Search code examples
algorithmstanford-nlplevenshtein-distance

Why the definition of edit Distance algorithm in Stanford NLP course plus 2 not 1


I am studying the Stanford NLP course by the following slides:https://web.stanford.edu/class/cs124/lec/med.pdf. The definition of edit Distance algorithm in this slide as following:

Initialization

D(i,0) = i
D(0,j) = j

Recurrence Relation:

 For each  i = 1…M
    For each  j = 1…N


       D(i,j)= min  {D(i-1,j) + 1, D(i,j-1) + 1, 
                     D(i-1,j-1) +   2(if X(i) ≠ Y(j) )  
                                    0(if X(i) = Y(j))}

why D(i-1,j-1) + 2 not (+1), if X(i) ≠ Y(j).
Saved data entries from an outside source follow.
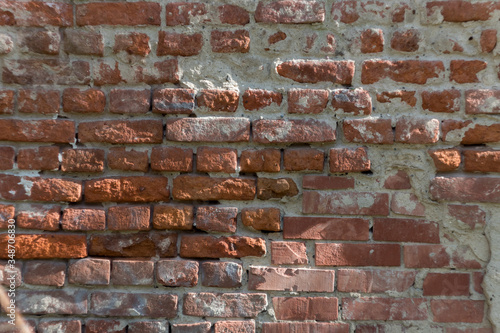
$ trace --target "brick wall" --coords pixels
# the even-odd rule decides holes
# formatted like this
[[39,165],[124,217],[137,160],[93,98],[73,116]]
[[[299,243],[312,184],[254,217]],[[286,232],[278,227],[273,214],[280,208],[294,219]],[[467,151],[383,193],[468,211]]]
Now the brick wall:
[[493,332],[499,17],[0,0],[2,281],[14,218],[38,333]]

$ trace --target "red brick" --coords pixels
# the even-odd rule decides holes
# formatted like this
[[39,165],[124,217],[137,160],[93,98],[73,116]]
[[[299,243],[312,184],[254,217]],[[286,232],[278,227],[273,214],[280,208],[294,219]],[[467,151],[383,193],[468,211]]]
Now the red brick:
[[193,171],[193,150],[176,147],[154,147],[151,169],[156,171]]
[[59,59],[5,60],[2,78],[4,83],[20,85],[87,85],[90,65],[86,61]]
[[232,90],[202,90],[196,96],[196,103],[209,111],[234,112],[238,108],[239,94]]
[[481,268],[467,246],[405,245],[404,263],[408,268]]
[[85,258],[69,264],[68,282],[83,285],[108,285],[111,263],[107,259]]
[[193,229],[193,206],[157,205],[153,211],[153,228],[167,230]]
[[354,179],[339,176],[305,175],[302,178],[302,188],[312,190],[345,190],[354,188]]
[[399,244],[316,243],[317,266],[399,266]]
[[263,323],[262,333],[348,333],[349,324],[345,323]]
[[330,149],[330,172],[362,172],[370,170],[370,159],[365,148]]
[[439,225],[426,220],[376,218],[373,240],[439,244]]
[[384,51],[384,32],[381,29],[367,29],[361,32],[361,53]]
[[151,286],[154,283],[154,262],[149,260],[113,260],[111,282],[114,285]]
[[[224,311],[212,304],[220,304]],[[266,294],[187,293],[184,295],[182,313],[198,317],[253,318],[264,312],[266,307]]]
[[291,178],[258,178],[257,198],[260,200],[281,199],[299,194],[297,184]]
[[190,235],[181,238],[180,249],[183,258],[262,257],[266,254],[266,242],[262,238],[243,236]]
[[495,49],[495,46],[497,46],[497,31],[495,29],[481,31],[479,44],[481,46],[481,52],[492,52]]
[[66,29],[64,51],[78,55],[104,55],[104,38],[94,31]]
[[165,88],[153,93],[153,112],[190,114],[194,110],[194,90]]
[[314,119],[261,119],[252,124],[257,143],[308,143],[335,141],[335,127]]
[[204,23],[207,19],[207,9],[204,3],[199,2],[174,2],[167,3],[167,26],[190,25],[193,23]]
[[198,262],[160,260],[156,263],[156,280],[167,287],[194,287],[198,284]]
[[108,152],[108,167],[123,171],[148,171],[149,160],[147,151],[138,151],[125,147],[110,148]]
[[414,271],[339,269],[337,289],[347,293],[405,292],[416,276]]
[[0,175],[0,198],[15,201],[78,202],[82,198],[82,182],[60,178]]
[[90,319],[85,321],[85,333],[126,333],[126,325],[119,320]]
[[343,123],[349,142],[391,144],[394,142],[391,119],[350,119]]
[[273,265],[307,265],[307,248],[304,242],[271,242]]
[[479,82],[477,74],[486,69],[486,62],[480,60],[452,60],[450,62],[450,81],[457,83]]
[[332,82],[350,85],[354,61],[291,60],[276,66],[279,75],[300,83]]
[[75,123],[58,119],[0,119],[0,141],[73,143]]
[[277,0],[267,4],[259,1],[255,21],[261,23],[320,23],[325,20],[325,4],[320,1]]
[[262,89],[247,89],[242,96],[243,107],[246,110],[260,110],[273,104],[281,106],[283,96],[279,92],[262,90]]
[[14,90],[0,90],[0,114],[14,113]]
[[62,152],[63,172],[102,172],[104,170],[104,150],[65,149]]
[[[114,65],[112,65],[114,63]],[[123,69],[123,67],[122,67]],[[116,61],[98,61],[93,68],[94,84],[104,86],[108,84],[120,84],[126,82],[123,79],[120,66]]]
[[486,21],[494,10],[492,2],[470,3],[462,0],[430,1],[427,17],[439,17],[440,22]]
[[241,152],[241,172],[279,172],[281,152],[278,149],[248,149]]
[[210,333],[212,323],[172,324],[171,333]]
[[410,177],[408,173],[402,170],[398,170],[398,172],[394,175],[387,177],[384,182],[384,188],[390,190],[407,190],[411,188]]
[[[286,39],[286,33],[284,33],[283,31],[278,31],[274,34],[272,34],[271,36],[269,36],[269,38],[267,39],[267,42],[269,43],[269,45],[273,45],[273,44],[276,44],[278,42],[281,42],[282,40],[285,40]],[[268,49],[265,49],[266,51]]]
[[328,103],[328,90],[292,89],[288,91],[288,113],[321,113]]
[[160,25],[161,6],[155,2],[86,3],[76,5],[76,24]]
[[89,238],[89,255],[98,257],[175,257],[177,234],[94,234]]
[[[0,215],[1,216],[1,215]],[[19,207],[17,226],[24,229],[59,230],[61,206],[30,204]]]
[[432,112],[460,111],[460,90],[422,91],[422,108]]
[[58,113],[60,98],[59,91],[57,90],[20,90],[18,110],[23,113]]
[[116,34],[113,52],[119,53],[121,51],[142,57],[147,56],[151,52],[149,36],[140,32]]
[[127,326],[128,333],[163,333],[168,332],[169,323],[164,320],[158,321],[136,321]]
[[14,167],[16,152],[12,147],[0,147],[0,170],[10,170]]
[[179,64],[177,59],[158,61],[149,66],[135,66],[135,74],[128,83],[145,83],[147,85],[160,85],[164,83],[179,82]]
[[149,230],[149,206],[108,208],[108,230]]
[[444,120],[443,141],[460,141],[466,145],[500,142],[500,123],[472,126],[472,121]]
[[464,150],[464,169],[468,172],[500,172],[500,151]]
[[61,36],[58,32],[28,28],[19,34],[19,46],[31,52],[48,55],[58,55]]
[[436,171],[454,171],[460,166],[462,158],[458,149],[429,150]]
[[158,33],[158,48],[156,49],[156,55],[189,57],[199,54],[202,47],[203,36],[201,33],[188,35],[160,31]]
[[486,225],[486,212],[476,205],[448,205],[448,213],[472,230]]
[[415,91],[394,90],[377,94],[377,102],[380,103],[392,103],[393,99],[399,99],[401,103],[406,103],[409,106],[417,105]]
[[21,263],[9,264],[7,260],[0,261],[0,284],[5,286],[5,289],[20,287],[22,284],[22,271],[23,264]]
[[177,176],[172,189],[176,200],[253,200],[255,193],[254,179],[196,175]]
[[354,115],[369,115],[372,112],[372,99],[363,89],[338,89],[332,92],[332,106],[334,110]]
[[[22,290],[16,295],[16,306],[25,314],[79,315],[87,313],[86,291]],[[40,302],[40,298],[45,301]]]
[[428,80],[442,78],[443,72],[441,61],[366,60],[361,70],[361,82],[372,84],[388,78],[402,83],[426,84]]
[[214,325],[215,333],[255,333],[255,321],[231,320],[218,321]]
[[81,91],[78,88],[68,88],[64,90],[64,112],[103,112],[105,107],[106,96],[98,89]]
[[342,298],[344,320],[426,320],[423,298]]
[[417,29],[395,31],[391,39],[391,48],[401,52],[416,52],[420,47],[420,41]]
[[29,261],[24,266],[24,283],[44,286],[64,286],[66,263]]
[[238,152],[231,148],[199,147],[196,151],[198,172],[236,172]]
[[325,153],[310,148],[285,149],[283,166],[287,171],[323,171]]
[[235,262],[204,262],[201,265],[202,281],[205,287],[241,287],[243,267]]
[[199,206],[196,209],[196,229],[207,232],[236,232],[238,208],[219,206]]
[[446,333],[493,333],[493,328],[491,328],[491,327],[482,327],[482,328],[447,327]]
[[90,295],[89,313],[112,317],[174,318],[177,316],[177,296],[96,291]]
[[212,52],[247,53],[250,50],[250,34],[247,30],[214,30],[210,35]]
[[19,2],[3,0],[0,3],[0,25],[45,27],[73,25],[73,5],[62,2]]
[[167,140],[184,142],[242,142],[250,140],[250,120],[239,117],[167,120]]
[[243,208],[241,222],[255,230],[280,231],[281,212],[279,208]]
[[460,202],[500,202],[500,179],[493,177],[436,177],[431,198]]
[[63,230],[104,230],[106,212],[104,209],[66,208],[63,211],[61,226]]
[[482,323],[485,301],[431,300],[431,310],[437,323]]
[[105,143],[161,143],[161,120],[105,120],[80,123],[78,141]]
[[[1,259],[7,258],[7,234],[0,235]],[[17,234],[16,259],[69,259],[87,256],[84,235]]]
[[367,241],[369,224],[367,219],[361,218],[286,216],[283,238]]
[[80,320],[45,320],[42,319],[38,324],[38,332],[51,333],[59,332],[80,332],[82,322]]
[[465,113],[500,114],[500,90],[467,90]]
[[86,202],[169,201],[168,178],[131,176],[85,182]]
[[277,320],[333,321],[338,318],[336,297],[273,297]]
[[[7,229],[8,221],[13,219],[16,213],[16,208],[12,205],[0,205],[0,228]],[[16,222],[19,226],[19,221]]]
[[425,216],[425,206],[413,193],[394,193],[391,200],[391,211],[401,215]]
[[109,93],[111,113],[146,113],[149,111],[149,90],[113,89]]
[[222,5],[217,7],[217,11],[221,23],[233,25],[246,25],[250,23],[250,15],[240,6]]
[[396,142],[427,144],[439,140],[439,120],[399,118],[396,122]]
[[335,271],[308,268],[250,267],[249,290],[333,292]]
[[427,273],[424,296],[469,296],[470,274]]
[[389,195],[371,192],[304,191],[304,214],[389,215]]

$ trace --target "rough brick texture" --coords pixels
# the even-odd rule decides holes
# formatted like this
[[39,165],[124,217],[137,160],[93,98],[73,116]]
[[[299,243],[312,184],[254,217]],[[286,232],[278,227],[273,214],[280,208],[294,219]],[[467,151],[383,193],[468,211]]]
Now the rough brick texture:
[[499,17],[0,0],[0,284],[38,333],[498,330]]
I found the definition of edit Distance algorithm in the wikipedia is '+1':https://en.wikipedia.org/wiki/Levenshtein_distance. Could you guys explain the difference of these two definition, please. I am a new guy to NLP. Thanks!


Solution

  • When editing one string, what is the minimal number of changes you need to do in order to get another string?
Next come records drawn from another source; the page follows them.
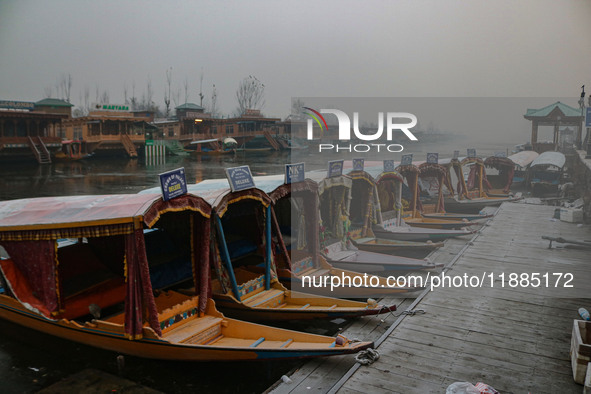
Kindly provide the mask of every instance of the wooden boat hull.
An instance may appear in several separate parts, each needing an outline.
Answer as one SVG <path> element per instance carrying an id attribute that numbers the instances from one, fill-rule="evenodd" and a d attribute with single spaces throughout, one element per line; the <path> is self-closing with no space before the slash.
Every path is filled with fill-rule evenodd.
<path id="1" fill-rule="evenodd" d="M 339 298 L 381 298 L 381 297 L 402 297 L 413 298 L 418 296 L 424 287 L 400 287 L 396 286 L 394 280 L 388 283 L 387 278 L 375 276 L 368 279 L 367 272 L 354 272 L 350 270 L 339 269 L 323 263 L 319 269 L 308 270 L 300 275 L 293 275 L 289 270 L 279 270 L 279 281 L 290 290 L 306 291 L 316 295 L 326 295 Z M 324 268 L 324 269 L 323 269 Z M 307 281 L 316 279 L 317 287 L 303 287 L 303 277 L 307 276 Z M 349 281 L 351 286 L 332 286 L 331 278 L 336 277 L 335 285 L 341 281 Z M 313 278 L 313 279 L 310 279 Z M 361 284 L 361 285 L 358 285 Z M 367 284 L 367 285 L 366 285 Z M 320 286 L 322 285 L 322 286 Z M 372 286 L 373 285 L 373 286 Z"/>
<path id="2" fill-rule="evenodd" d="M 363 250 L 347 251 L 340 255 L 333 254 L 327 261 L 335 268 L 356 270 L 368 274 L 404 275 L 410 272 L 431 271 L 443 268 L 443 264 L 433 264 L 426 260 L 392 256 Z"/>
<path id="3" fill-rule="evenodd" d="M 368 252 L 414 258 L 423 258 L 433 250 L 443 246 L 443 242 L 413 242 L 381 238 L 360 238 L 353 242 L 356 247 Z"/>
<path id="4" fill-rule="evenodd" d="M 423 213 L 424 218 L 430 219 L 441 219 L 441 220 L 468 220 L 468 221 L 479 221 L 493 217 L 493 215 L 480 214 L 480 213 Z"/>
<path id="5" fill-rule="evenodd" d="M 309 293 L 300 293 L 285 289 L 281 284 L 275 283 L 271 290 L 281 290 L 285 295 L 284 303 L 275 303 L 272 299 L 264 299 L 266 295 L 260 293 L 261 301 L 255 299 L 254 303 L 247 305 L 239 302 L 231 294 L 213 294 L 219 309 L 236 319 L 248 321 L 279 321 L 279 320 L 310 320 L 310 319 L 336 319 L 354 318 L 359 316 L 377 315 L 396 310 L 396 305 L 369 305 L 365 302 L 343 300 L 332 297 L 323 297 Z M 282 301 L 279 301 L 282 302 Z M 261 305 L 263 304 L 263 305 Z M 287 304 L 287 307 L 285 307 Z"/>
<path id="6" fill-rule="evenodd" d="M 442 230 L 456 230 L 468 226 L 474 226 L 478 223 L 470 222 L 468 220 L 452 220 L 452 219 L 434 219 L 434 218 L 409 218 L 404 219 L 404 222 L 412 227 L 436 228 Z"/>
<path id="7" fill-rule="evenodd" d="M 235 150 L 210 150 L 210 151 L 196 151 L 196 150 L 185 150 L 193 156 L 219 156 L 219 155 L 231 155 L 236 153 Z"/>
<path id="8" fill-rule="evenodd" d="M 215 345 L 191 345 L 171 343 L 159 338 L 150 329 L 144 328 L 144 338 L 129 340 L 124 336 L 123 326 L 104 321 L 94 321 L 80 325 L 65 319 L 53 321 L 25 309 L 11 297 L 0 296 L 0 318 L 22 325 L 45 334 L 54 335 L 85 345 L 143 358 L 180 361 L 239 361 L 285 358 L 309 358 L 356 353 L 362 349 L 373 347 L 371 342 L 350 343 L 335 346 L 330 337 L 299 333 L 291 330 L 260 326 L 258 324 L 239 322 L 244 329 L 259 330 L 261 335 L 271 332 L 285 334 L 285 338 L 298 336 L 307 338 L 309 342 L 297 349 L 280 347 L 229 347 Z M 226 319 L 230 324 L 236 322 Z M 150 335 L 151 334 L 151 335 Z M 258 335 L 258 334 L 257 334 Z M 303 335 L 303 336 L 302 336 Z M 254 342 L 254 341 L 253 341 Z M 264 342 L 263 342 L 264 343 Z"/>
<path id="9" fill-rule="evenodd" d="M 411 227 L 411 226 L 390 226 L 387 223 L 384 226 L 375 225 L 372 231 L 377 238 L 391 239 L 399 241 L 414 241 L 414 242 L 441 242 L 448 238 L 461 237 L 472 234 L 467 229 L 459 230 L 445 230 L 425 227 Z"/>
<path id="10" fill-rule="evenodd" d="M 514 197 L 482 197 L 470 200 L 456 200 L 454 198 L 445 200 L 445 207 L 451 212 L 478 213 L 485 207 L 498 207 L 504 202 L 513 202 L 521 199 L 521 196 Z"/>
    This is a general, not specific, definition for editing distance. To get a precise definition, you need to define what a "change" is.

    • If a "change" includes "replacing one letter by another", you have +1 in your definition
    • If a "change" doesn't include "replacing one letter by another", you have +2 in your definition

    Example: how many changes do you need to turn feh into fah?

    • One change - just replace e by a
    • Two changes - remove e; then add a in the same place

    Both answers are useful, and lead to two slightly different definitions of editing distance.